Since the cap was implemented, there is little difference between Connecticut and Massachusetts’s growth in total premiums, employee share of premiums, or deductibles.

Source: Medical Expenditure Panel Survey, AHRQ, US HHS

As in Connecticut, affordability of healthcare is a serious and growing concern in Massachusetts, despite almost eight years under their Cost Cap. Cost-sharing for people with commercial coverage grew 5.6% in 2018, on top of a 6.7% increase the year before, driven largely by high-deductible health plans. This rate of growth is well above overall healthcare costs which grew 3.1% in 2018, and far exceeds inflation or income growth. Unsubsidized customers and small businesses were hit the hardest with out-of-pocket costs growing 7.3% and 10.2% respectively.

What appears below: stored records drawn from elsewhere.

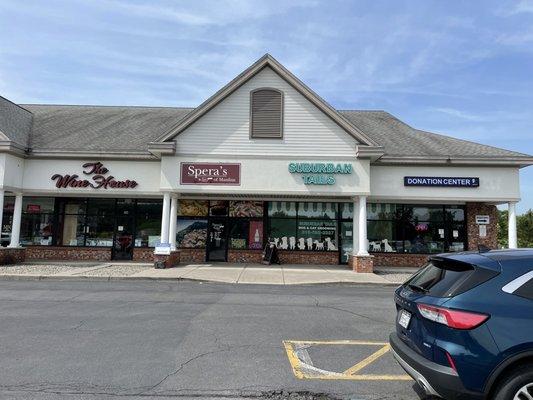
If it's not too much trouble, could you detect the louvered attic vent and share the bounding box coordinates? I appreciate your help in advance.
[250,89,283,138]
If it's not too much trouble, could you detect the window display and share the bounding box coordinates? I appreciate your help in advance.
[229,201,263,218]
[296,220,337,251]
[298,202,337,219]
[178,200,209,217]
[176,219,207,249]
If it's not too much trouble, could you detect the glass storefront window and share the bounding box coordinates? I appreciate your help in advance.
[58,214,85,246]
[178,200,209,217]
[403,205,444,222]
[367,221,403,253]
[366,203,401,220]
[209,200,228,217]
[87,199,115,217]
[268,201,296,218]
[339,202,354,220]
[269,218,296,250]
[176,219,207,248]
[85,216,115,247]
[229,219,246,249]
[20,213,54,246]
[229,201,263,218]
[296,220,337,251]
[445,206,465,222]
[22,197,55,214]
[341,222,353,263]
[298,202,337,219]
[404,222,446,254]
[135,199,163,247]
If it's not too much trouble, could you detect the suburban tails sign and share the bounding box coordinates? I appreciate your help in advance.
[180,162,241,185]
[51,162,139,189]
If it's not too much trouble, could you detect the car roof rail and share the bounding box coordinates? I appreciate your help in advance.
[477,244,492,254]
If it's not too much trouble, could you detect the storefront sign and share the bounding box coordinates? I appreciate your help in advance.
[51,162,139,189]
[180,163,241,185]
[403,176,479,187]
[289,162,352,185]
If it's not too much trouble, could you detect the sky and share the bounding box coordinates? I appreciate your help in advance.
[0,0,533,212]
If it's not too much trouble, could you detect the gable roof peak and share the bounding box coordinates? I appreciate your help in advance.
[152,53,379,147]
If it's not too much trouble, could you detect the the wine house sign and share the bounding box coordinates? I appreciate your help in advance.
[51,162,139,189]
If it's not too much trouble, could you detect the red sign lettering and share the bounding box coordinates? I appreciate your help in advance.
[180,163,241,185]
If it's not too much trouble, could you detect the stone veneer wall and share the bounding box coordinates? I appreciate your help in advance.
[0,247,26,265]
[133,247,154,262]
[180,249,205,263]
[370,253,429,267]
[26,246,111,261]
[466,203,498,250]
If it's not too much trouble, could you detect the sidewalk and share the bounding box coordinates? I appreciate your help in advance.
[0,262,410,285]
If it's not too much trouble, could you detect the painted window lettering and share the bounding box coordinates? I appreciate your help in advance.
[51,162,138,189]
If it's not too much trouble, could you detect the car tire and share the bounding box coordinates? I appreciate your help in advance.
[492,363,533,400]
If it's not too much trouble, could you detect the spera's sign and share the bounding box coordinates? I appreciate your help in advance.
[289,162,352,185]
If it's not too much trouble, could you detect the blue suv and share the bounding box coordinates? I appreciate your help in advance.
[390,249,533,400]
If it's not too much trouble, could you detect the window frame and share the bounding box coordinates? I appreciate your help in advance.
[248,87,285,139]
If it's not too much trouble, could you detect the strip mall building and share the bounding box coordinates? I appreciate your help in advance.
[0,55,533,271]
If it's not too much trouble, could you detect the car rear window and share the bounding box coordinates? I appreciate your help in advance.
[405,261,474,297]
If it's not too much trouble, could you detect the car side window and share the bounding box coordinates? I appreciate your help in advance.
[515,278,533,300]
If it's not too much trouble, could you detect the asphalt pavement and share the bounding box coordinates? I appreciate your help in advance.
[0,280,418,400]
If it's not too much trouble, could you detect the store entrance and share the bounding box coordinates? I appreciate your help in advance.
[207,218,228,261]
[113,215,135,260]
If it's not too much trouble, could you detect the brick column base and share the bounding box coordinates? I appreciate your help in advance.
[0,247,26,265]
[154,250,180,268]
[348,254,374,274]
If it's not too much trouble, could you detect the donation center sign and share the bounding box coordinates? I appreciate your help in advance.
[403,176,479,187]
[289,162,352,185]
[180,162,241,185]
[51,162,139,189]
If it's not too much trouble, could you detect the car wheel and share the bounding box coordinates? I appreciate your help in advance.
[493,364,533,400]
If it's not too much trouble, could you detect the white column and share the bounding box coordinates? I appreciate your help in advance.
[357,196,368,256]
[509,201,518,249]
[0,190,4,236]
[352,197,359,255]
[168,196,178,250]
[161,193,170,243]
[9,193,22,247]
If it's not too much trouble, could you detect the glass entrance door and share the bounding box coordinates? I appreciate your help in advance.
[207,218,228,261]
[113,215,134,260]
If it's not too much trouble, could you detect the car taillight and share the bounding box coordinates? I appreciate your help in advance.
[417,304,489,329]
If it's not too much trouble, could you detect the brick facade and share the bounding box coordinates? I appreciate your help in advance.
[372,253,429,268]
[348,254,374,274]
[0,247,26,265]
[466,203,498,250]
[26,246,111,261]
[152,250,180,268]
[228,250,263,264]
[180,249,205,263]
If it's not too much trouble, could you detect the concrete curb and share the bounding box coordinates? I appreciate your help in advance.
[0,275,400,286]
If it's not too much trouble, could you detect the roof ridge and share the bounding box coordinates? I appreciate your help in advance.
[0,95,32,114]
[21,103,196,109]
[412,128,531,157]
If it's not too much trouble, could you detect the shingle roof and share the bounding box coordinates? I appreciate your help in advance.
[10,104,531,163]
[23,104,192,153]
[339,110,531,158]
[0,96,32,147]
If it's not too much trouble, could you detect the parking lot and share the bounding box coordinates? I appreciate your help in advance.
[0,281,418,399]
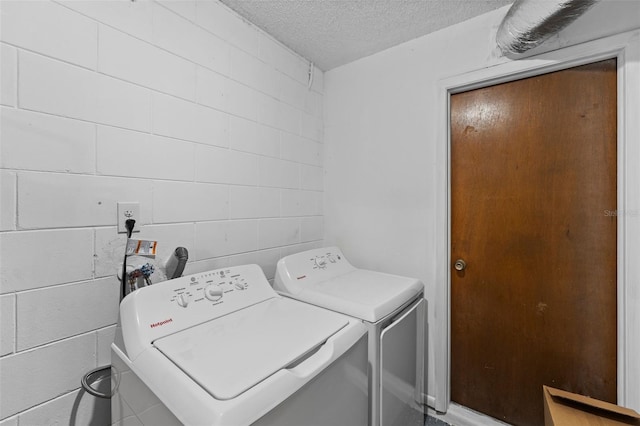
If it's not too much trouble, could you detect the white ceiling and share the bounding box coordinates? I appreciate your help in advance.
[221,0,513,71]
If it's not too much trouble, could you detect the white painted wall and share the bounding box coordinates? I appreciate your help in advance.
[324,0,640,408]
[0,0,323,420]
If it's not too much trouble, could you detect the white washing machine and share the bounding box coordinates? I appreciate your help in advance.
[111,265,368,426]
[274,247,425,426]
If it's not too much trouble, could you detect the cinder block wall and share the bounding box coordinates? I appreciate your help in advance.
[0,0,323,426]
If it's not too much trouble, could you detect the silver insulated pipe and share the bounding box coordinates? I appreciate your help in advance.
[496,0,599,56]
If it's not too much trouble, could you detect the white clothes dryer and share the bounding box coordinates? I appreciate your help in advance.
[111,265,368,426]
[274,247,426,426]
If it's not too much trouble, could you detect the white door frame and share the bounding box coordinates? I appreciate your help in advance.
[436,30,640,412]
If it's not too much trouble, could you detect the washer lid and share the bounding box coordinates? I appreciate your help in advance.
[294,269,423,322]
[153,298,348,400]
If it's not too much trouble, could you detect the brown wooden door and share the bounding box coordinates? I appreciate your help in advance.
[451,60,617,426]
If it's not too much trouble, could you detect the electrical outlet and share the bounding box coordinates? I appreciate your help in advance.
[118,201,142,233]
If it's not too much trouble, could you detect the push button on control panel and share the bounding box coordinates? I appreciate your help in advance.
[204,284,222,302]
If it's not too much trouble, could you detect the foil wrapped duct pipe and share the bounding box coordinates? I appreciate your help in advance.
[496,0,599,56]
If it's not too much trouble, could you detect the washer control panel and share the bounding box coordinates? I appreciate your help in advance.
[171,268,251,308]
[120,265,280,357]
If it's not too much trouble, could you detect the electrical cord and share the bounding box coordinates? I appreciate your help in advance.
[120,219,136,302]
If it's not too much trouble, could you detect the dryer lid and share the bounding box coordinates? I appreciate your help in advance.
[153,298,348,400]
[293,269,423,322]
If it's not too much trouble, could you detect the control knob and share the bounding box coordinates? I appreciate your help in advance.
[176,293,189,308]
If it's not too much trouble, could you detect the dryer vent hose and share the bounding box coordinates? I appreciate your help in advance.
[80,365,117,399]
[496,0,599,55]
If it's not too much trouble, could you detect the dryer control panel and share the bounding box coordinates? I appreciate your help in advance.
[120,265,280,360]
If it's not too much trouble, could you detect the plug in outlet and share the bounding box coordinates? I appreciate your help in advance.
[118,202,142,233]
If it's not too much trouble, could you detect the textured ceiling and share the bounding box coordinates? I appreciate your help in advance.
[221,0,513,71]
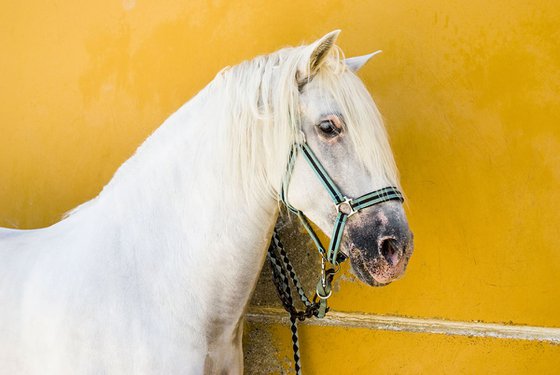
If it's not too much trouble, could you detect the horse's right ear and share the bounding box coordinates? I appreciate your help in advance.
[296,30,340,84]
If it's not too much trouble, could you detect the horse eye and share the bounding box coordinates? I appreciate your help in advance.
[317,120,339,136]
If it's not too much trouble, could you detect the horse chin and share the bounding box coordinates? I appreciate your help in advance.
[349,246,409,287]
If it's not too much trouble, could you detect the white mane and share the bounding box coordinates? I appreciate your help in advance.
[67,46,400,220]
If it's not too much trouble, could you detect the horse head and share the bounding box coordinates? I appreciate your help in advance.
[285,31,413,286]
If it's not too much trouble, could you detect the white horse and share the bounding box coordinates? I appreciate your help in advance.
[0,31,412,375]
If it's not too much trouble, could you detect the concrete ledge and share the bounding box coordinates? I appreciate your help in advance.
[246,306,560,344]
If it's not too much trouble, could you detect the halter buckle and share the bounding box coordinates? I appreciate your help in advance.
[335,197,358,217]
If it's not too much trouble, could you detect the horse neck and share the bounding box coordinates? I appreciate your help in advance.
[79,89,278,329]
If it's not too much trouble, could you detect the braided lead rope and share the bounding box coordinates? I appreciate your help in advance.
[267,229,326,375]
[272,229,311,307]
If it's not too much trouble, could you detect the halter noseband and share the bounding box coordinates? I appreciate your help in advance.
[280,141,404,265]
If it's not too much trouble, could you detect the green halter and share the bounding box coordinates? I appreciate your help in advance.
[280,142,404,265]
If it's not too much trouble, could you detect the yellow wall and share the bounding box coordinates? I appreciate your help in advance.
[0,0,560,373]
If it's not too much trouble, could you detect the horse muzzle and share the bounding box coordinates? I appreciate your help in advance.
[344,201,414,286]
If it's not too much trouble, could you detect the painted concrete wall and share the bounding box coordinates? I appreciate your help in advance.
[0,0,560,374]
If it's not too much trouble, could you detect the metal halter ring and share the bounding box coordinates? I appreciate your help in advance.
[315,288,332,299]
[335,197,358,217]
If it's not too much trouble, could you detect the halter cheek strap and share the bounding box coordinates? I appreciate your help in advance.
[280,142,404,265]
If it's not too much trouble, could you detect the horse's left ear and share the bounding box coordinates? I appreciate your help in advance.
[297,30,340,82]
[344,50,382,73]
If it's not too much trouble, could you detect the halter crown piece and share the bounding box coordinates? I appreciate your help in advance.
[268,138,404,375]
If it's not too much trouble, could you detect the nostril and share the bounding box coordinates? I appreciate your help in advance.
[379,238,402,266]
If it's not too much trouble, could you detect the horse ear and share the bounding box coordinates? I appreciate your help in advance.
[344,50,383,73]
[297,30,340,81]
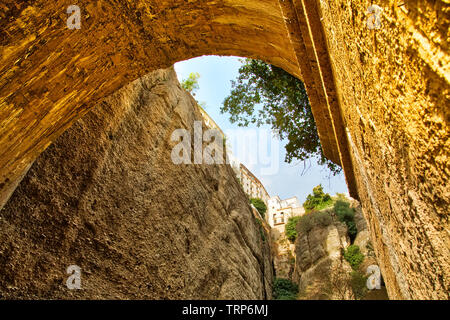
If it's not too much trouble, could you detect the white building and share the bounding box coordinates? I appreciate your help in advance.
[267,196,305,232]
[239,163,269,206]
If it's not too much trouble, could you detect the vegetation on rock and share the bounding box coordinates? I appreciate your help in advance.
[284,216,300,242]
[273,278,298,300]
[181,72,200,96]
[221,59,342,174]
[344,244,364,271]
[303,184,333,212]
[333,200,358,242]
[250,198,267,218]
[298,211,333,233]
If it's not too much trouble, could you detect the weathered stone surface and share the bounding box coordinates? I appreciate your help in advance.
[0,69,273,299]
[293,220,353,300]
[0,0,450,299]
[320,0,450,299]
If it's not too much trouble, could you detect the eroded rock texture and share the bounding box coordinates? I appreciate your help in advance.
[293,215,353,300]
[320,0,450,299]
[0,69,272,299]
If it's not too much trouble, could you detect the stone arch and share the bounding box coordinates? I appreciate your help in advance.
[0,0,356,209]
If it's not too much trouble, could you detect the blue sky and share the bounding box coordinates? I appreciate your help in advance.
[175,56,348,203]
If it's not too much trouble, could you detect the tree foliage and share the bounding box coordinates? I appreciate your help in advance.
[284,216,300,242]
[303,184,333,211]
[250,198,267,218]
[221,59,341,174]
[181,72,200,96]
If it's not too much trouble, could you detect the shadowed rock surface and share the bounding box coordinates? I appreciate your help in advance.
[0,69,272,299]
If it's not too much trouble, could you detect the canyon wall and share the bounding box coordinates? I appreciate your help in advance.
[319,0,450,299]
[0,0,450,299]
[0,69,273,299]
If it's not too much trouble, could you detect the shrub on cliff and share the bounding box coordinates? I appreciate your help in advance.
[298,211,333,233]
[220,59,342,174]
[344,244,364,271]
[333,200,358,242]
[284,216,300,242]
[255,218,266,242]
[350,271,367,300]
[250,198,267,218]
[273,278,298,300]
[303,184,333,212]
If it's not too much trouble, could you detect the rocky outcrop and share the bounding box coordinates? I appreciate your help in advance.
[0,69,272,299]
[272,225,295,280]
[293,219,353,300]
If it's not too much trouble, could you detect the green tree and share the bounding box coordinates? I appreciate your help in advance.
[181,72,200,96]
[221,59,342,174]
[303,184,333,212]
[284,216,300,242]
[250,198,267,218]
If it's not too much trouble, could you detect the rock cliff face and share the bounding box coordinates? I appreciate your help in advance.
[0,69,272,299]
[293,216,352,300]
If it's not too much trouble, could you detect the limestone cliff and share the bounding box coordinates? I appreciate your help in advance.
[293,215,353,300]
[0,69,272,299]
[293,200,389,300]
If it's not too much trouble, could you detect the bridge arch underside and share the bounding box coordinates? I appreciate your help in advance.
[0,0,450,299]
[0,0,350,208]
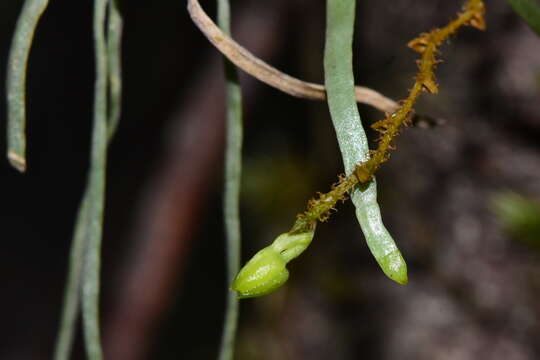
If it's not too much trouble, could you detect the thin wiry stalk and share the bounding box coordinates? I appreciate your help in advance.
[54,1,122,360]
[54,197,89,360]
[107,0,124,141]
[217,0,243,360]
[6,0,49,172]
[82,0,108,360]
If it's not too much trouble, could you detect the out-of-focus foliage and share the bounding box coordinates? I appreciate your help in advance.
[493,192,540,250]
[507,0,540,36]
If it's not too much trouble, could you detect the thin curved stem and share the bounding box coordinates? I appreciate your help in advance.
[6,0,49,172]
[217,0,243,360]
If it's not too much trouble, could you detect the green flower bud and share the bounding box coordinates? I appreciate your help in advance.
[231,230,314,298]
[232,246,289,299]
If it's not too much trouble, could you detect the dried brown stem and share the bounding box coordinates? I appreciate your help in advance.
[188,0,399,113]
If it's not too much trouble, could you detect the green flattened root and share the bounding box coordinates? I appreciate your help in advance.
[377,250,409,285]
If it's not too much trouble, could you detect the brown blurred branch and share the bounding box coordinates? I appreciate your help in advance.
[104,1,294,360]
[188,0,399,113]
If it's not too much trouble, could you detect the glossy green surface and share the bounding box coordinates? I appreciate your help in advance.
[324,0,407,284]
[231,230,314,298]
[232,246,289,298]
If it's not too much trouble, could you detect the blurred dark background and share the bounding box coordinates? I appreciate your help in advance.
[0,0,540,360]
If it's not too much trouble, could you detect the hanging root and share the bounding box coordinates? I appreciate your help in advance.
[291,0,486,233]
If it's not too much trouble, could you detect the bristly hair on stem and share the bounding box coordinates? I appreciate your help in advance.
[290,0,486,233]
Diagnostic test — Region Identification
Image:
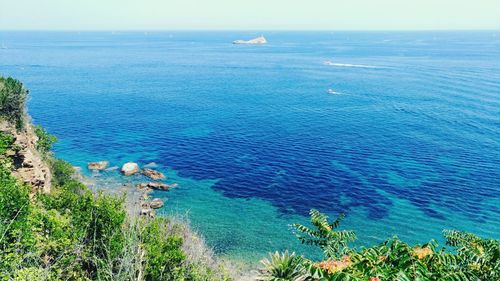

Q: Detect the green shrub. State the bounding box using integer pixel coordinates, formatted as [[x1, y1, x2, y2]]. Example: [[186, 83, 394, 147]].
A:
[[142, 218, 186, 281], [34, 125, 57, 155], [262, 210, 500, 281], [0, 77, 28, 129], [0, 161, 33, 276], [0, 132, 15, 155], [50, 159, 75, 186]]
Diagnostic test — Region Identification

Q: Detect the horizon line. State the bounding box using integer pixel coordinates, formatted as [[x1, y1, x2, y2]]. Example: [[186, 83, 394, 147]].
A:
[[0, 28, 500, 32]]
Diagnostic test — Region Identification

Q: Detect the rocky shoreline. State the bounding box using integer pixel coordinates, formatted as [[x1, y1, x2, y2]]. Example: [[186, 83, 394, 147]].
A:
[[86, 160, 178, 218]]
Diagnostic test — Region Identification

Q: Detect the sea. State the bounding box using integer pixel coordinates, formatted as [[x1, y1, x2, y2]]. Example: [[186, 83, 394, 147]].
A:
[[0, 31, 500, 264]]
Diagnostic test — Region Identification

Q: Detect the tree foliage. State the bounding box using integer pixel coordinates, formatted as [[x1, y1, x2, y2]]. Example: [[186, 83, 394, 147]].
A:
[[261, 210, 500, 281], [0, 76, 28, 129]]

According to the Massachusetts Health Policy Commission report, one in four (23%) middle class families in Massachusetts spend over a quarter of their incomes on healthcare. These growing costs squeezed out wage increases. Massachusetts’s cost cap agency estimates that 40% of additional income earned by state workers between 2016 and 2018 was consumed by medical costs. These burdens fell hardest on underserved communities. Those rates are higher for people of color (29.4%), people with a disability or activity limitation (14.7%), and people in poorer health (31.8%).

A 2018 survey of Massachusetts residents found that almost half (49.1%) of adults in the state had difficulty accessing needed medical care; 18.6% went without care due to cost. One in five Massachusetts adults (19%) had medical debt. One in four (24.7%) used credit cards or personal loans to cover family medical debt. Again, these burdens fell hardest on modest income households, people with disabilities, and communities of color.

Between 2014 and 2018, since the implementation of the cost cap, commercial plan spending per person has grown 23.5% in Massachusetts, while Connecticut’s costs grew by 17.5%. Healthcare cost growth in both Massachusetts and Connecticut are driven by prices more than utilization of care, especially pharmaceutical costs.

Source: 2018 Healthcare Cost and Utlization Report, Health Care Cost Insitute, does not include pharmacy rebates

The Massachusetts reports also found, as for Connecticut, per person Medicaid cost growth was far lower (0.4%) than the overall population (3.1%). Without Medicaid, Massachusetts would not have kept spending under the cap.